Perfect Power Naps - Sara Mednick, a napping specialist, offers these suggestions on taking power naps:

Power Nap Hints

  1. Recognize you're not being lazy; napping will make you more productive and more alert after you wake up.
  2. Nap in the morning or just after lunch; human circadian rhythms make late afternoons a more likely time to fall into deep (slow-wave) sleep, which will leave you groggy.
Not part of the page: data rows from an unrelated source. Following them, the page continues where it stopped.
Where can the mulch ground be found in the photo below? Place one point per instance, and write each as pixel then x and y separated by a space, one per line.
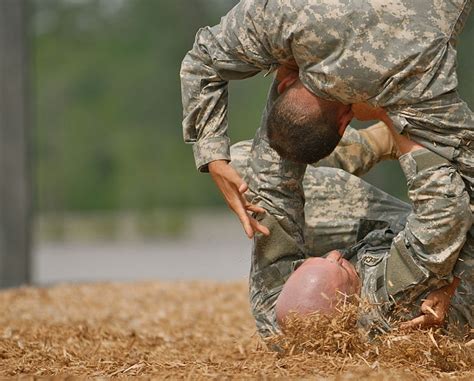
pixel 199 330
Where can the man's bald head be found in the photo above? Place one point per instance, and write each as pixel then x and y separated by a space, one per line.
pixel 303 127
pixel 317 286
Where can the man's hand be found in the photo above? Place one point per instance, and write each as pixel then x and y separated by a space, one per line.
pixel 233 189
pixel 434 308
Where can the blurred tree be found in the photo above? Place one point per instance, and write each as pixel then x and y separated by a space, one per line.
pixel 109 107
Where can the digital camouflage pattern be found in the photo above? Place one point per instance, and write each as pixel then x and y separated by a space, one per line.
pixel 343 212
pixel 399 55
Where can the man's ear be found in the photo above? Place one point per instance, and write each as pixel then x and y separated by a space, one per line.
pixel 344 122
pixel 287 81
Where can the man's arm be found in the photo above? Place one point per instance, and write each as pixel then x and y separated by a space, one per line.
pixel 234 49
pixel 231 50
pixel 359 150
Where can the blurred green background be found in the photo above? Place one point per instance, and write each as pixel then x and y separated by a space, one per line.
pixel 108 134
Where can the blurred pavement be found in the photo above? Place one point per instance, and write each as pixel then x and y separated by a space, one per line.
pixel 213 248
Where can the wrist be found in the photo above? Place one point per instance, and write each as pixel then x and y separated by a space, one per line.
pixel 216 165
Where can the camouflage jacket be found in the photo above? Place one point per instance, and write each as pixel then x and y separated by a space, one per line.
pixel 400 256
pixel 399 55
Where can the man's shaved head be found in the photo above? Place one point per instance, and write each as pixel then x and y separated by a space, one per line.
pixel 317 286
pixel 303 127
  1. Avoid consuming lots of caffeine for obvious reasons.
  2. Avoid foods heavy in fat and sugar, which meddle with a person's ability to fall asleep.
  3. '''Eat foods high in calcium and protein an hour or two before nap time. These foods promote sleep.
  4. Find a clean, quiet place where passersby and phones won't disturb you.
  5. Darken your nap zone, or wear an eyeshade. Darkness stimulates melatonin, the sleep- inducing hormone.
  6. Body temperature drops when you fall asleep, so raise the room temperature or use a blanket.
  7. Once you are relaxed and in position to fall asleep, set your alarm for the desired duration (see below).

How Long to Power Nap

10 to 20 seconds - Sleep studies haven't yet concluded whether there are benefits to these brief intervals, like when you nod off on someone's shoulder on the train.
2 to 5 minutes - Shown to be surprisingly effective at shedding sleepiness.
5 to 20 minutes - Increases alertness, stamina, motor learning, and motor performance.
20 minutes - Includes the benefits of the micro and the mini, but additionally improves muscle memory and clears the brain of useless built-up information, which helps with long-term memory (remembering facts, events, and names).
50 to 90 minutes - Includes slow-wave plus REM sleep; good for improving perceptual processing; also when the system is flooded with human growth hormone, great for repairing bones and muscles.